Studying and preparing to be a qualified mechanic was exciting. Blessed also enrolled in the motor mechanics class at Young Africa so we began a thrilling journey together.
I have always felt passionate about my studies and my work and my male classmates were wise enough to see that. If boys from other courses made negative comments, my male classmates always told them to back off. They would say “Hey! She may look small, but she is smarter than you!” There are times when my physical strength fails me and people may put me down, but I do not let it affect me. I know that my gender does not affect my ability, and I have proven that.
Blessed and I now work at the same garage. Our boss, Mr Perseverance Chivandire is happy with my work. I am hard working and always eager to improve myself. He has two daughters and I often think that this makes him an open minded person, enabling him to offer opportunities for women. There is one other woman in the garage. Her name is Ms Palmar, the garage administrator and she interviewed me for this job. She always tells me “I was so proud to be a woman the day you came for your interview”. I look up to Ms Palmar like an older sister. She is a great role model. Before I came to work here, she was the only woman, but she is empowered and has created her future.
She has inspired me to study for a higher qualification. I would like to be a top-class professional woman working in a motor garage. Yes, I would like to marry someday. I want a partner who treats me equally and supports my work and dreams. Today both of my parents are extremely proud of who I have become. My younger sister will be finished school soon and would like to study law. Being an educated woman in Zimbabwe paves a bright future for us. I am proud that my sister wants to study, choose her own career path and gain independence. When I completed my course at Young Africa I felt empowered. I am writing my own future.

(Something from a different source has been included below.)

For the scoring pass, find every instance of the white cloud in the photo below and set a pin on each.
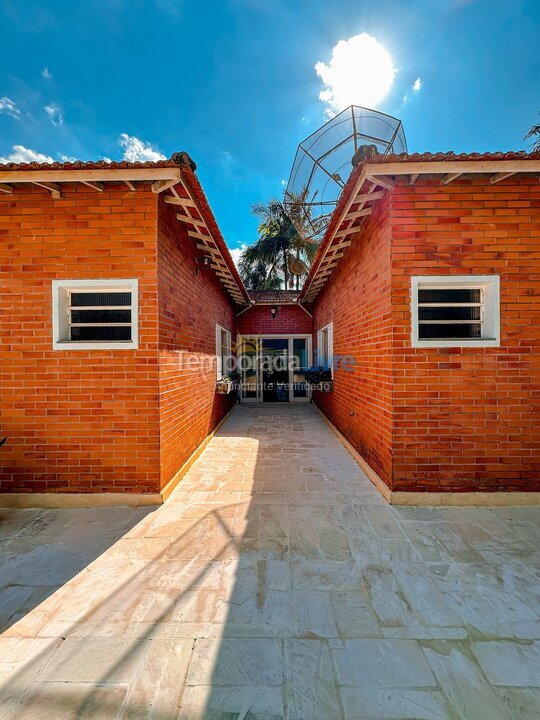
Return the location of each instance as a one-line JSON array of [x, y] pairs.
[[237, 252], [55, 114], [8, 107], [136, 150], [20, 154], [360, 72]]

Serve, Young Africa and women in sustainable development
Women play a critical role in sustainable development. When they are educated and healthy, their families, communities and countries benefit. Empowered women contribute to the health and productivity of whole families and communities and they improve prospects for the next generation. However, despite firm evidence demonstrating the importance of women’s empowerment towards reducing poverty, promoting development and addressing the world’s most urgent challenges, gender equality remains an unfulfilled promise.
Serve has worked in partnership with Young Africa Zimbabwe since 2008. Young Africa provides education, practical skills training and life skills training to over 400 young people daily. Over 1,000 young people daily access some service at Young Africa Zimbabwe. Empowering young girls and women is at the core of Young Africa’s programmes.
Life-skills training, incorporated into all courses at Young Africa, equips young women with knowledge and skills in areas relevant to their lives including sexual and reproductive health. In 2012, Serve were accepted onto Irish Aid’s four year Programme Funding. Irish Aid’s funding supports Young Africa’s skills training programme. Serve works very closely with Young Africa and have recently developed a Life Skills Training Manual. This resource will be used by all Young Africa facilitators over the coming years in delivering life skills classes to thousands of young people. Serve also has a long term volunteer placed at Young Africa Zimbabwe to support capacity building of our partner.